On relèvera que le caractère étroitement circonscrit, dans le temps et dans l'espace, de l'expérimentation rend la démarche conforme aux exigences constitutionnelles posées par le Conseil constitutionnel, dans sa décision n° 93-333 du 21 janvier 1994 sur la loi n° 94-88 du 1er février 1994 (cf. ci-après examen de l'article 3).
Enfin, l'article 4 fournit une base juridique au développement de services audiovisuels fournis à la demande d'une personne (vidéo à la demande) dont l'offre se trouve actuellement entravée par les règles en vigueur. A cet effet, cet article confère au Conseil supérieur de l'audiovisuel la possibilité d'assouplir les règles en matière d'obligations de production ou de diffusion afin de tenir compte de la nature particulière de ces services.
B. LES TRAVAUX DE L'ASSEMBLÉE NATIONALE
Les Députés ont retenu l'essentiel du dispositif qui vient d'être présenté mais ils l'ont complété et précisé sur plusieurs points.
ï En ce qui concerne le volet relatif aux règles générales des régimes dérogatoires (articles premier et 5), ils n'ont apporté qu'une seule modification (à l'article premier), celle-ci visant à rendre obligatoire et non plus facultative l'adaptation des licences expérimentales en cas de modification de la législation en vigueur.
ï A l'article 2 organisant un régime dérogatoire au droit des télécommunications, l'Assemblée nationale, outre deux modifications de pure forme, a précisé les conditions et le champ d'application de l'ensemble du dispositif aux réseaux câblés.
L'essentiel des amendements adoptés par nos collègues Députés a, en définitive, concerné le volet audiovisuel du texte.
• A l'article 3
qui fixe le cadre
juridique dérogatoire des expérimentations faisant appel dans le
domaine audiovisuel, à la voie hertzienne terrestre, l'Assemblée
nationale a adopté trois amendements rédactionnels,
présentés par sa commission de la production et des
échanges pour l'un et par la commission des affaires culturelles pour
les deux autres. Sur le fond, elle a souscrit au dispositif proposé, le
rapporteur soulignant que le CSA ne serait aucunement écarté de
la procédure, puisqu'il conventionnerait tous les services
expérimentaux utilisant une bande de fréquences dont il a la
gestion.
• Elle a également introduit un
article additionnel (3 bis nouveau)
après l'article 3,
qui a pour objet de donner une base légale à la diffusion
multiplexée
de services audiovisuels.
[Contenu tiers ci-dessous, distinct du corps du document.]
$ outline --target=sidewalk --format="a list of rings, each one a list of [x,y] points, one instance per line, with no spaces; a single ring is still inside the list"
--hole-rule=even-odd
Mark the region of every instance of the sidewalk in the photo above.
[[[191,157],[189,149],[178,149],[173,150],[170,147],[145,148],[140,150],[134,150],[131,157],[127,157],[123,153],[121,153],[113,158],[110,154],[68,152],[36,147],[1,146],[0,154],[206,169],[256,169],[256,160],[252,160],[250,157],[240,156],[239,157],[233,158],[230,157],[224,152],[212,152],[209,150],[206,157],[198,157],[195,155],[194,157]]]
On se souvient
qu'un multiplex permet de reprendre, intégralement ou non, des
programmes audiovisuels et de les diffuser de façon
décalée dans le temps par rapport au programme originaire. Pour
permettre une telle diffusion multiplexée, l'Assemblée nationale
a décide de reprendre le système de conventionnement
globalisé -ou « mutualisé », selon l'heureuse
expression employée par nos collègues députés- qui
permet de respecter les règles des quotas de diffusion d'oeuvres
cinématographiques et audiovisuelles définies par la loi du 30
septembre 1986.
• Enfin, l'Assemblée nationale a sensiblement
modifié le dispositif proposé par
l'article 4
du
présent projet de loi, relatif aux expérimentations de services
audiovisuels à la demande.
Elle a, en premier lieu, adopté une nouvelle rédaction du premier alinéa, de façon à en ôter toute difficulté d'interprétation.
Elle a, en second lieu, introduit deux dispositions de nature à harmoniser le cadre juridique des services audiovisuels à la demande avec celui des vidéocassettes. Celles-ci concernent, l'une, le régime du délai à l'issue duquel de tels services peuvent diffuser un film après sa première exploitation en salle, et l'autre, le respect des deux obligations suivantes :
la contribution au développement de la production cinématographique et audiovisuelle, tant européenne que d'expression originale française ;
- la réalisation d'un certain montant de « dépenses consacrées à l'acquisition de droits de diffusion d'oeuvres cinématographiques ».
II. LA POSITION DE VOTRE COMMISSION
A l'issue des travaux de son rapporteur et après avoir entendu en audition le ministre en charge du dossier, votre Commission a été amenée à adopter une position qui s'inscrit dans la logique de celle retenue par l'Assemblée nationale. Elle consiste à retenir l'ensemble des orientations du texte présenté, tout en s'attachant, tout à la fois, à en préciser la portée et à en rendre plus compréhensible la rédaction.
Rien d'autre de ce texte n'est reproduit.